32-Bit Unified Adder/Subtractor Module

Functional Overview

The 32-Bit Unified Adder/Subtractor (AdderSub32) handles signed and unsigned addition and subtraction within the execution path. The module unifies both operations into a single 32-bit adder network rather than duplicating hardware structures.

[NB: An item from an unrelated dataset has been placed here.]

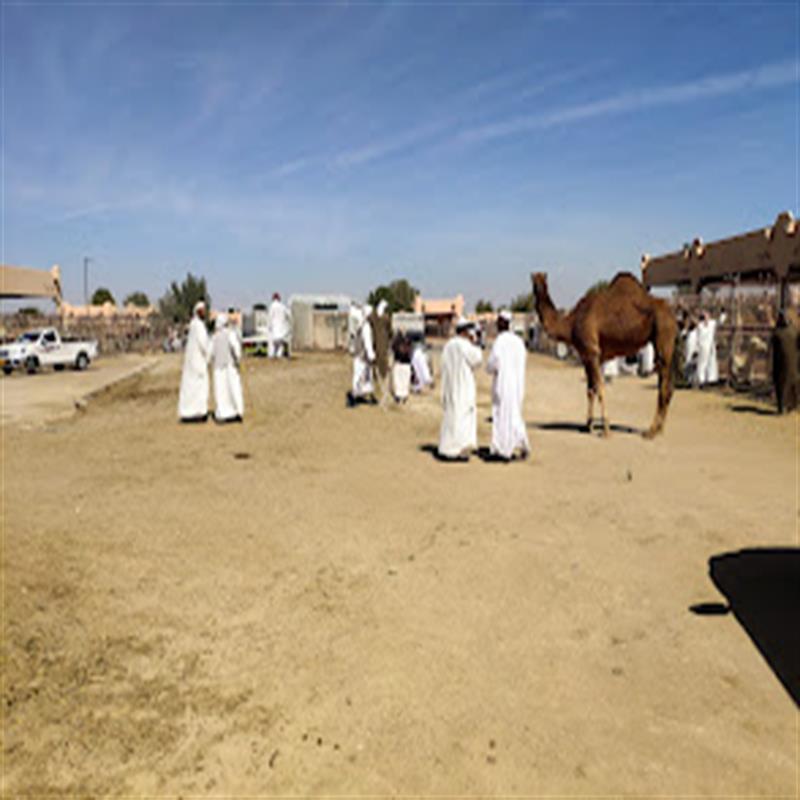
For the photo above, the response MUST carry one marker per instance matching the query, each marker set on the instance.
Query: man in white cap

To perform subtraction, the circuit converts the subtrahend into its two's complement form using a parallel bitwise one's complement inversion layer and a decoupled carry-in control path. This architecture processes subtraction natively and maintains modularity for cascading multi-word operations.

Architectural Mechanics & Exterior Two's Complement Execution

To evaluate subtraction ($A - B$), the arithmetic path implements the standard two's complement identity:

\[A - B = A + \overline{B} + 1\]

The hardware separates the bitwise logical negation phase from the final mathematical carry increment step:

The Programmable Inverter Array: A single 32-bit wide XOR gate array serves as a conditional bitwise inverter on the $B$ operand path.
When Sub = 0, the XOR gates act as transparent buffers, passing the operand unmodified ($B \oplus 0 = B$) to execute standard addition.
When Sub = 1, the XOR gates dynamically invert the bits ($B \oplus 1 = \overline{B}$), fulfilling the one's complement inversion required for subtraction.
Decoupled Carry-In Path: The carry-in ($C_{\text{in}}$) pin of the internal 32-bit ripple chain passes directly to the baseline bit stage ($Bit_0$) without modification or logical masking.

Operational Mapping (Caller Responsibilities)

Because the internal carry path is transparent, the external calling control logic coordinates standalone and multi-word cascaded executions:

Standalone Addition: The control unit drives Sub = 0 and Cin = 0.
Standalone Subtraction: The control unit drives Sub = 1 and routes the same control signal into Cin = 1, satisfying the $+1$ requirement for two's complement mathematical validity.
Multi-Word Cascading (64-Bit Precision): The upper-significant 32-bit module sets its Sub line to match the global operation type, while its Cin line directly captures the raw, unmodified Cout cascading from the lower-significant 32-bit module.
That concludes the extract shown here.